Isolation of the atrium has been achieved by the "corridor" procedure [2] and by the left atrial (LA) isolation procedure [3]. Atrial compartment operations, in most instances, allow connection between the right and left atria [4]. The perplexing issue is "why in the rest, the left atrium, gets isolated?" I believe that extending the posterior end of the LA incision to the mitral annulus occasionally amounts to overzealous dissection of the fat pad in the posterior left atrioventricular groove, thereby uncovering the terminal end of the coronary sinus. A cryolesion at this end, in effect, leads to a cryolesion of an empty coronary sinus, which may ablate fibers behind the sinus. Furthermore, this injury can perpetuate fibrosis in the terminal portion of the sinus and lead to complete LA isolation in some instances over time. In their maze III modification, Cox and associates [5] ensure complete LA isolation and interruption of the fibers around the coronary sinus in a similar manner. Therefore, I believe that limiting the posterior end of the LA incision by 1.5 to 2 cm and using a cryolesion on the endocardial surface to complete the LA incision would prevent the above.
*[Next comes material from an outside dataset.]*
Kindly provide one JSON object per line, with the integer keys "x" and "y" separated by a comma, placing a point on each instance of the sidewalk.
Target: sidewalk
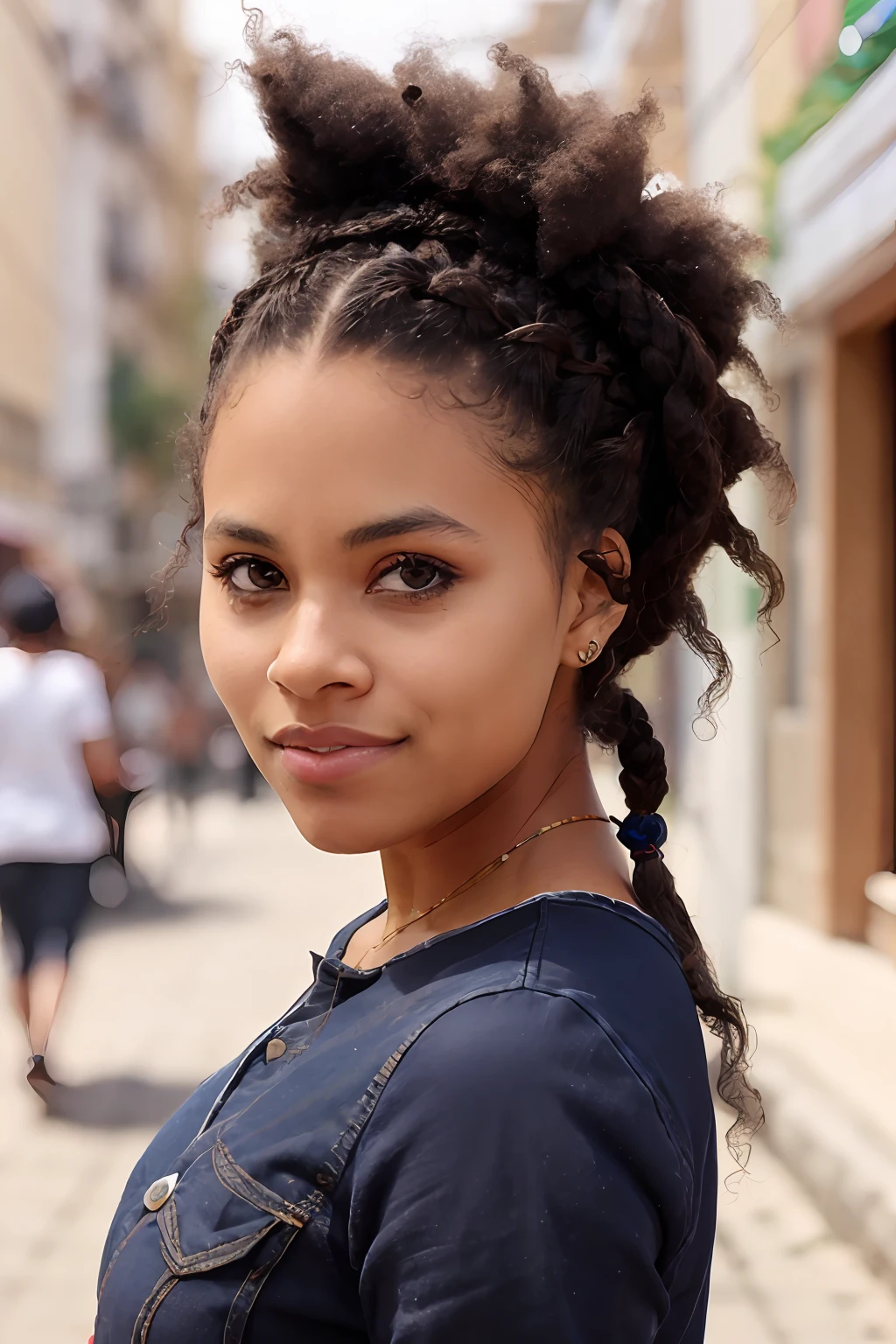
{"x": 185, "y": 975}
{"x": 825, "y": 1018}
In the study by Lo and co-workers, 87.5% of the patients had attained sinus rhythm at the 1-year follow-up, and in most instances, the connections between the atria were preserved. I believe complete atrial isolation, as achieved in the corridor procedure or LA isolation, is not essential for restoring sinus rhythm. In fact, maintaining the connections between the atria contributes to the preservation of atrial mechanical function, and this, in turn, might translate into a low risk of thromboembolism. The issue of concern, however, is the high incidence of postoperative recurrent atrial fibrillation and flutter and the associated risk of thromboembolism. On the basis of the experience of my colleagues and myself [6] with 84 patients who underwent a modified maze procedure using radiofrequency coagulation and cryoablation, I believe it is prudent to administer amiodarone hydrochloride for 3 weeks postoperatively to prevent early recurrence of these arrhythmias, which can be caused by mechanisms other than chronic atrial fibrillation. Reentry around the superior vena cava [7] and a trigger stimulus from the isthmus between the inferior vena cava and the posterior tricuspid annulus [3] are two important mechanisms for atrial flutter. A modified right atrial incision that blocks these two pathways may prevent this problem.
The optimal lesion set has not yet been defined, although there appears little difference in outcome produced by minor variations. In the near future it is likely that new probes and thoracoscopic staplers will facilitate off-pump epicardial ablation through thoracoscopy. Procedures such as the atrial compartment operation, which involve simpler and fewer incisions, provide a necessary impetus for developing these techniques.